Just like application code, anything that modifies data needs to be subject to proper version control, testing, and release processes.

Human Error Should Happen

There’s the obvious risk of human error. People make mistakes, especially under pressure. And let’s be realistic, there’s always pressure when you’re editing data hot in production. Quite frankly, it’s not fair to put people in high risk situations, whether they realize it or not. Shit happens, as they say, so why go looking for trouble? The sad reality is that most people in these situations see themselves as the savior rather than the victim. It’s no wonder this is such common practice.

It’s human nature to make mistakes. Don’t put people in positions where they can’t afford make human errors.

At the same time, innovation requires experimentation. Experimentation is at its best when it’s OK to make mistakes along the way. It’s hard to shift gears between being a risk-taking innovator and being an infallible hero. People cannot be excepted to do both well, and become risk averse even when they need not be. Nobody operates well at both extremes, and it’s innovation that suffers.

What Really Happened?

A few days later, there’s a new question about the data.
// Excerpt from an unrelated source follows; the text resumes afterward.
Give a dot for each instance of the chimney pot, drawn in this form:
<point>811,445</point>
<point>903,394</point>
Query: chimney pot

Things don’t quite seem right, and the prior heroics are now in question. Did we fix the problem correctly, or did the problem return? What did we do last time this came up?

That ad hoc update wasn’t properly logged and neither were the results. Sometimes you’re lucky and the query got saved, but how sure are you that what got saved is exactly what was run? Malice aside, there’s a lot of ways to mix that up - saving the penultimate version of a script, not noticing the error that caused incomplete execution, or running a different script than you thought you did. When you can’t trust your artifacts, any further investigation is dead in it’s tracks and the mystery goes unsolved.

If you follow your release process and let your automation run the updates, you know exactly what operations were performed on your data, what the results were. Most importantly, you can trust the artifacts. Jenkins makes records you can trust.

Getting Wasted at Work

Time and money, that is, when you don’t follow proper release processes for data changes. Anyone who does this will, of course, argue the opposite. They don’t have time to follow release protocols and neither does the customer. Rationalization like this neglects the fact that most support work doesn’t need to happen, and shouldn’t be happening. Support problems are often quality issues by another name.

There are very few truly one-off support problems. Rather, there are a lot of repeating problems that keep showing up and require repeated resolution. As luck would have it, computers are good at doing repetitive work for us! We just have to tell them how. When support issues go straight from the help desk to an ad hoc data edit, you don’t create process artifacts that allow improvements to happen. You take away the opportunity to look for root causes and never collect the information needed to improve the product. You deny your customers the opportunity to not need to contact the help desk at all!

Resolving issues quickly is good customer service, but preventing the issue entirely is better. Having the hero fix things without a root cause analysis ensure the issue will recur. Which means repeating the cycle of risk and wasted time. The combination of wasted time and a broken feedback cycle depress product quality. Letting this cycle accumulate leads to a state of constant crisis, a stale product, and a slow death.

Now What?

Automate your build, test, and deployment processes. Utilize a CI/CD server to further constrain and automate these processes.

Perhaps ironically, the problem processes that stand in the way of automation are themselves best kept in check by automation. Automation often forces the adoption of better practices. It leaves logs behind to allow post-mortem analysis so you can improve.

Add procedures and controls to discourage doing things the wrong way. Make circumventing the release process more painful than following it.

There may still be the occasional call for heroics, but with proper discipline it will decrease. When that happens, ensure all the details get logged before the heroics start, so that corrective action can be made. Quality will go up. Stress goes down. Customers take the help desk out of their speed dial. Life gets better.